O'Grady, and each of them, proxies with power of substitution to
each, for and in the name of the undersigned to vote all shares of
Common Stock of JLM Couture, Inc. (the "Company") which the
undersigned would be entitled to vote if present at the Annual
Meeting of Shareholders of the Company to be held on June 7, 1999,
at 10:00 A.M. at the offices of Kalin & Associates, P.C. located at
One Penn Plaza, Suite 1425, New York, NY, and any adjournments
thereof, upon the matters set forth in the Notice of Annual
Meeting.  

     The undersigned acknowledges receipt of the Notice of Annual
Meeting, Proxy Statement and the Company's 1998 Annual Report.

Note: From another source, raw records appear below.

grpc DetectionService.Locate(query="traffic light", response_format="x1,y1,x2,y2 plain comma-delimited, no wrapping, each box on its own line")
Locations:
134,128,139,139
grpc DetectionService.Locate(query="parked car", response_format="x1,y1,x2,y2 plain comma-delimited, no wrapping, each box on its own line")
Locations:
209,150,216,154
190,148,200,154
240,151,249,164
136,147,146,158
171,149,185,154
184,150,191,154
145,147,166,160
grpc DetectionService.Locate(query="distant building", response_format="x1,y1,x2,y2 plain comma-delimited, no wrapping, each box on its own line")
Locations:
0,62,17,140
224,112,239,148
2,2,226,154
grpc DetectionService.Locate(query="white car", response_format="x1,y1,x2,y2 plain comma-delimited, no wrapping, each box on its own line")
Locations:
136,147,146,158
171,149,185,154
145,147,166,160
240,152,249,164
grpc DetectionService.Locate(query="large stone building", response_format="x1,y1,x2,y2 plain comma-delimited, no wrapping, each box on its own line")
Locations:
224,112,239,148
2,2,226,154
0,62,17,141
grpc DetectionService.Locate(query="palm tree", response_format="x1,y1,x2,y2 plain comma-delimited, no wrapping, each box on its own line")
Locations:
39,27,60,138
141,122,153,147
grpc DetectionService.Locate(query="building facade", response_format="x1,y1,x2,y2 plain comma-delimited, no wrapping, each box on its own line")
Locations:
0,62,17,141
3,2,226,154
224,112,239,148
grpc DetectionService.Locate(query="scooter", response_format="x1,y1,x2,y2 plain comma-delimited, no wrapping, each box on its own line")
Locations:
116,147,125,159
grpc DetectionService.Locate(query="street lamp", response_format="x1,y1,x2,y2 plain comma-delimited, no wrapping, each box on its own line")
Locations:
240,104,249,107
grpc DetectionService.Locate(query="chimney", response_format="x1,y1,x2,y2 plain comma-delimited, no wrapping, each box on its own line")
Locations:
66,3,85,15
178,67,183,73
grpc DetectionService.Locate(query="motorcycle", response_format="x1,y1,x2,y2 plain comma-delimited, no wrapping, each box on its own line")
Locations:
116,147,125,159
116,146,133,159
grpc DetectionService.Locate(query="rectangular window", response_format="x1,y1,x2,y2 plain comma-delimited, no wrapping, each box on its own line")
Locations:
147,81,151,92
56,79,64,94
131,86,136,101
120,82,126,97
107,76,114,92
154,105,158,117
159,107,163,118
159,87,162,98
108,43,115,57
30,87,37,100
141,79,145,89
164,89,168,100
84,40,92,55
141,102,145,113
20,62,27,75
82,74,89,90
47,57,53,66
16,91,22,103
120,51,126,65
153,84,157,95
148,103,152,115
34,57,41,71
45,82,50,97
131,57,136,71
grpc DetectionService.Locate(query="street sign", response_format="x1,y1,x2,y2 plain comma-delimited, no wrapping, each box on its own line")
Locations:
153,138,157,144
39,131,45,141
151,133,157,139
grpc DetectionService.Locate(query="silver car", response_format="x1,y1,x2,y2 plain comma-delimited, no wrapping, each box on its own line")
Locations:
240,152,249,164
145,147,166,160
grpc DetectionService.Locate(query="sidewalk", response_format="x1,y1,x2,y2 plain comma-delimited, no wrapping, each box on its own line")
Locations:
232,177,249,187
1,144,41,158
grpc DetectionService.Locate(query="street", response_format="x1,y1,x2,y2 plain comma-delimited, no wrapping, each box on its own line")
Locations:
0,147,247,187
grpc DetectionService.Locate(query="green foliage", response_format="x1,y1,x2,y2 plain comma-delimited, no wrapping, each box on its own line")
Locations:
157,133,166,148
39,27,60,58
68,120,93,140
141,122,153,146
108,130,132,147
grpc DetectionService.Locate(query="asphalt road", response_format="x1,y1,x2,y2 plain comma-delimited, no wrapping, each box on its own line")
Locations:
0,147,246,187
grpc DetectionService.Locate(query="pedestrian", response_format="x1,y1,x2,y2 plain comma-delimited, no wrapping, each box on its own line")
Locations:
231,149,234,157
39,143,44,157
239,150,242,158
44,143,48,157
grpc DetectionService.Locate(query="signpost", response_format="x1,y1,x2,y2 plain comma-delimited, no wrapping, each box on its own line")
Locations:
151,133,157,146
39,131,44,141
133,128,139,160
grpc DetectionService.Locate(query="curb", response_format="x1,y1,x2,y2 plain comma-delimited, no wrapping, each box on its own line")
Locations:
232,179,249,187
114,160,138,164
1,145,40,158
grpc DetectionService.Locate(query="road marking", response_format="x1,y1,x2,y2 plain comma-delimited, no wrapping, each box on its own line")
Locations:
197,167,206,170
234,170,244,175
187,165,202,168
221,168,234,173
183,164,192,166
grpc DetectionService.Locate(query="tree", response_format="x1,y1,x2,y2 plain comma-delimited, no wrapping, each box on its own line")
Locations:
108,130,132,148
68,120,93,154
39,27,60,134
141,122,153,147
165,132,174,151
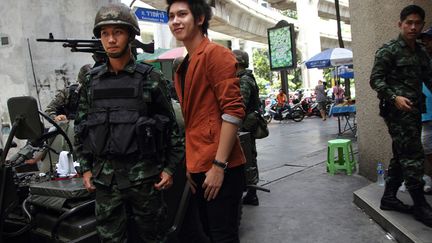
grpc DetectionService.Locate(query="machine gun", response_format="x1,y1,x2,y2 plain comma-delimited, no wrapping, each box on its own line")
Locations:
37,33,154,64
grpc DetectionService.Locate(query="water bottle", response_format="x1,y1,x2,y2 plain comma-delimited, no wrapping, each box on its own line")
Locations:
377,162,385,186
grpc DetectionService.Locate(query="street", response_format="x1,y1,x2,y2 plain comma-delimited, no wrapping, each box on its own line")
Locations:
239,116,394,243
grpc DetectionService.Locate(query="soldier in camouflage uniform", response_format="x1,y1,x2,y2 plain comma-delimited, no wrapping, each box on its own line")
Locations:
45,64,92,122
233,49,261,206
370,5,432,227
74,3,185,242
27,64,92,171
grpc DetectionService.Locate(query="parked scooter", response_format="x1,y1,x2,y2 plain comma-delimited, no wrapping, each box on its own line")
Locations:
263,103,305,123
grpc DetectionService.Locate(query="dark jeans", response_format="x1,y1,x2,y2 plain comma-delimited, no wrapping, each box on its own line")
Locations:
178,193,211,243
190,165,245,243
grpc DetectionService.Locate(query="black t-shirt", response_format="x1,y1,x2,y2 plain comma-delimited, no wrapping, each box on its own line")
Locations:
178,54,190,100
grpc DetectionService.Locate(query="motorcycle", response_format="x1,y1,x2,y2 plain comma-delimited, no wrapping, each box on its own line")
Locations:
263,103,305,123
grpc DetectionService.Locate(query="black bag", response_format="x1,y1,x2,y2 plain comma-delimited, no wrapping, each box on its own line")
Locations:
244,111,269,139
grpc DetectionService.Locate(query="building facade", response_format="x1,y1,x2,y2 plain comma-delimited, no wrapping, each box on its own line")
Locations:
0,0,115,125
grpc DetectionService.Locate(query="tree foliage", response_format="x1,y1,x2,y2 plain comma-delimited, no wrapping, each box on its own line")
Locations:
252,47,304,94
252,48,271,83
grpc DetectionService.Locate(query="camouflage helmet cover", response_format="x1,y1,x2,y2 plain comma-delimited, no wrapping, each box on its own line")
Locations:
93,3,140,38
233,49,249,68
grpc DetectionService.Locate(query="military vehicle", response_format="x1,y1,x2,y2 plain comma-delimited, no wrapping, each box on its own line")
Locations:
0,96,193,242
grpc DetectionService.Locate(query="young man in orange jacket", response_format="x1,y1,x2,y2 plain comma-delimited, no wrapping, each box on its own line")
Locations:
167,0,246,241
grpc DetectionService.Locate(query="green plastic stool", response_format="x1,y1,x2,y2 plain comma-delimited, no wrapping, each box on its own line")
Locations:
327,139,356,175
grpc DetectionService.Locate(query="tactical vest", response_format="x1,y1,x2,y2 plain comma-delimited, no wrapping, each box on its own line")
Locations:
80,63,170,161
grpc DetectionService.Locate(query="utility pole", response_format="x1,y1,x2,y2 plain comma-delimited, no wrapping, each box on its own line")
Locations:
335,0,351,97
335,0,344,48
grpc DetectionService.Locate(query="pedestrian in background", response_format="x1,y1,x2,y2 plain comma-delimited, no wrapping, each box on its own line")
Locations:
167,0,246,242
74,3,184,241
332,81,345,104
315,80,328,120
233,49,261,206
370,5,432,227
420,26,432,187
276,88,288,117
276,88,287,107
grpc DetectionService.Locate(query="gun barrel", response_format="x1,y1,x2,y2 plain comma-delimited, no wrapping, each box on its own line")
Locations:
36,38,100,43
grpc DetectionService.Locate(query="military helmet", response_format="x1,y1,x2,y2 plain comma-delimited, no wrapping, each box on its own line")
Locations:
93,3,140,38
233,49,249,68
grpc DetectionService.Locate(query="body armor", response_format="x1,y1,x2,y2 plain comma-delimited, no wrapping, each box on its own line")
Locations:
79,64,169,161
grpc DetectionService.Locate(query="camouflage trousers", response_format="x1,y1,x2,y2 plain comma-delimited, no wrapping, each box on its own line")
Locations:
245,136,259,185
95,181,167,243
384,110,425,190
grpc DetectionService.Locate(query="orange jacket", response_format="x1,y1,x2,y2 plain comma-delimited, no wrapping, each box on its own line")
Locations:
276,93,287,106
174,38,246,173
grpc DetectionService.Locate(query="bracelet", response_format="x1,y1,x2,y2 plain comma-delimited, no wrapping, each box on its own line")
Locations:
213,159,228,170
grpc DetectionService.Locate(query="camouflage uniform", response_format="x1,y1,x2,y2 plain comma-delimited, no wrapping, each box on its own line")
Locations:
42,65,92,168
370,34,432,190
75,59,185,242
45,64,92,120
238,69,260,185
45,88,72,120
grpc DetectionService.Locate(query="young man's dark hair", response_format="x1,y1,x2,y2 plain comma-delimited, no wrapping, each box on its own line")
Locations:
400,4,425,21
166,0,212,35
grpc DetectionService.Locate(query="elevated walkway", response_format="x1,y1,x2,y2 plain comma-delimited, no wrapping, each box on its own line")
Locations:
267,0,350,23
142,0,350,46
354,184,432,243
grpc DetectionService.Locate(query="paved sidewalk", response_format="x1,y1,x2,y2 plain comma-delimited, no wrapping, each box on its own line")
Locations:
239,117,394,243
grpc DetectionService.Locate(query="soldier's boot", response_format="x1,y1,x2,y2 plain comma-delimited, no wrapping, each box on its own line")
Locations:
380,181,413,214
243,189,259,206
409,188,432,227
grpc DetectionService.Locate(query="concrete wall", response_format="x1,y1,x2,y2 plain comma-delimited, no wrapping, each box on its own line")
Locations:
349,0,432,181
0,0,117,124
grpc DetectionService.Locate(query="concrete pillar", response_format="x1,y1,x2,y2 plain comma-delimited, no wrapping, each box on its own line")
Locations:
349,0,432,181
296,0,323,88
231,38,241,50
243,41,256,72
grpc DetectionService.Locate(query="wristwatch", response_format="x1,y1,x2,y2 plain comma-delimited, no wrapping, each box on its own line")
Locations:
213,159,229,170
389,94,397,103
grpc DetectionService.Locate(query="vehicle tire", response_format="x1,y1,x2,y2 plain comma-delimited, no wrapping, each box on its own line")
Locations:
264,115,272,124
292,110,305,122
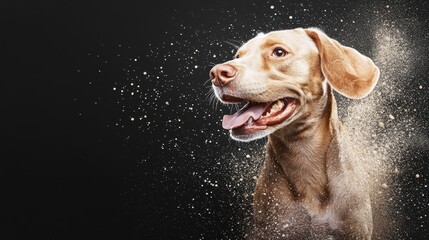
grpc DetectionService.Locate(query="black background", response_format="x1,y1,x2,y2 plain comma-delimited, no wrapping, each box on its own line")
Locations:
2,0,429,239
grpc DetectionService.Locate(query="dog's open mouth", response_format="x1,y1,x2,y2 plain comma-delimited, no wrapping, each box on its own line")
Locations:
222,98,298,134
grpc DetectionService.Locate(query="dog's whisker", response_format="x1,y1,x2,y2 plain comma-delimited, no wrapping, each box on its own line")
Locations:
205,89,221,111
224,40,241,50
205,89,214,101
233,103,241,112
206,93,213,103
204,78,213,86
208,62,217,67
227,38,244,46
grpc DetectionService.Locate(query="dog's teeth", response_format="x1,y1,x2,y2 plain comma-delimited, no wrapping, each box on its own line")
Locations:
262,100,285,118
246,118,253,125
270,100,284,113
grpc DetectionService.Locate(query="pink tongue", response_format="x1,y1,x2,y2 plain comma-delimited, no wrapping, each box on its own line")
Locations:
222,103,270,130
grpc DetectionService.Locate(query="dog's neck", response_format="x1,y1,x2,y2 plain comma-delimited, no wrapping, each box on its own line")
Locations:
266,89,337,209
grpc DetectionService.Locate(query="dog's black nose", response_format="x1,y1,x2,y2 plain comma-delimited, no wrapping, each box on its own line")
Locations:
210,64,237,87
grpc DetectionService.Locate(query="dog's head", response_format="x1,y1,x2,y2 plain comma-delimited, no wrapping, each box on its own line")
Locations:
210,28,380,142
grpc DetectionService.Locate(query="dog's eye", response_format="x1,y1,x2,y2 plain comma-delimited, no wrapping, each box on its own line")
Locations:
272,48,287,57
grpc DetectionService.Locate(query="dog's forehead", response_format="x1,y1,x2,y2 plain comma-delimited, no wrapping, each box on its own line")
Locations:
240,29,311,52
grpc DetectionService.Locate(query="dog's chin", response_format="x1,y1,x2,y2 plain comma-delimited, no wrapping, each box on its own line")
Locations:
225,98,299,142
230,126,278,142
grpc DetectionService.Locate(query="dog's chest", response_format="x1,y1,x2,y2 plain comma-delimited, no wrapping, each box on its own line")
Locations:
277,204,336,238
252,201,337,239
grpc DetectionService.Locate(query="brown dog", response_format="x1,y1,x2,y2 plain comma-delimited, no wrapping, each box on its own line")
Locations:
209,28,379,239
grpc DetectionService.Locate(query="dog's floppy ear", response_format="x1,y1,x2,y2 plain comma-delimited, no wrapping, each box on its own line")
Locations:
305,28,380,99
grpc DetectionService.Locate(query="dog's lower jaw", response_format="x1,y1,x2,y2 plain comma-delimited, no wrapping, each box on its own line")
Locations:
229,125,280,142
229,116,300,142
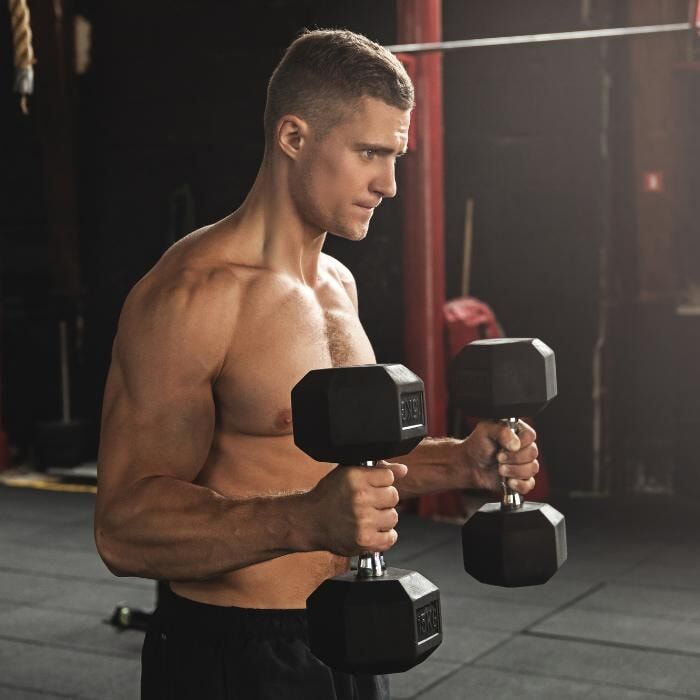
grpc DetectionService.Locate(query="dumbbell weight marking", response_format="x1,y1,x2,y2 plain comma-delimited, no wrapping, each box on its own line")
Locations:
416,598,441,640
401,392,424,427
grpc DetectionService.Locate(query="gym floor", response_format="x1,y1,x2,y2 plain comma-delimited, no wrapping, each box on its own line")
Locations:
1,485,699,699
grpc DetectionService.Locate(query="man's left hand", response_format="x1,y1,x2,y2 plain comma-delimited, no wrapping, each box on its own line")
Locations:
458,420,539,496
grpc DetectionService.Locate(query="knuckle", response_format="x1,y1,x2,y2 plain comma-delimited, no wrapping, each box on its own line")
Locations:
356,529,373,550
519,419,533,433
376,530,397,552
345,469,362,488
388,486,399,506
509,477,525,492
381,510,398,530
351,490,367,510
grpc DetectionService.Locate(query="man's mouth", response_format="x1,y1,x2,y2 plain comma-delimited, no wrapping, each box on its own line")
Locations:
355,202,379,211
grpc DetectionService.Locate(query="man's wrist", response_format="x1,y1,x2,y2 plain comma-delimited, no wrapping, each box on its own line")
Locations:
283,490,321,554
459,434,502,494
450,437,477,490
451,435,494,492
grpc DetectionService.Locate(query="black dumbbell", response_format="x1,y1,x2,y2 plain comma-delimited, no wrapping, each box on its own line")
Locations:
292,364,442,674
451,338,567,587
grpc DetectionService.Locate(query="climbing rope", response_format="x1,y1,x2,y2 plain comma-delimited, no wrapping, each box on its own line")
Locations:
8,0,36,115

     1.   ELECTION OF DIRECTORS

          FOR all nominees listed            WITHHOLD Authority to
          below (except as marked            vote for all nominees
          to the contrary below)             listed below         

(INSTRUCTION:  To withhold authority to vote for an individual
nominee, strike a line through such nominee's name in the list
below.)

             JOSEPH L. MURPHY, DANIEL M. SULLIVAN AND
                        JOSEPH E. O'GRADY


         FOR _______________         AGAINST _______________


     2.  IN THEIR DISCRETION, ON SUCH OTHER MATTERS AS MAY PROPERLY
COME BEFORE THE MEETING.

         FOR _______________         AGAINST _______________


     PLEASE SIGN ON THE NEXT PAGE AND RETURN THIS PROXY          
     PROMPTLY IN THE ENCLOSED ENVELOPE<PAGE>
     THIS PROXY IS
     SOLICITED ON BEHALF OF THE BOARD OF DIRECTORS
     and when properly executed will be voted as directed herein.  If no
     direction is given, this Proxy will be voted FOR proposals 1 and 2.


DATED:                  , 1999


                                     
(Signature)


                                     
(Signature, if held jointly)


Where stock is registered in the 
names of two or more persons ALL
should sign.  Signature(s) should
correspond exactly with the name(s)
as shown above.  Please sign, date
and return promptly in the enclosed
envelope.  No postage need be affixed
if mailed in the United States.

     Requests for copies of proxy statements, the Company's Annual
Report for its fiscal year ended October 31, 1998 or the Company's
Annual Report for its fiscal year ended October 31, 1998 on Form
10-KSB should be addressed to Shareholder Relations, JLM Couture,
Inc., 225 West 37th Street, New York, NY 10018.  This material will
be furnished without charge to any shareholder requesting it.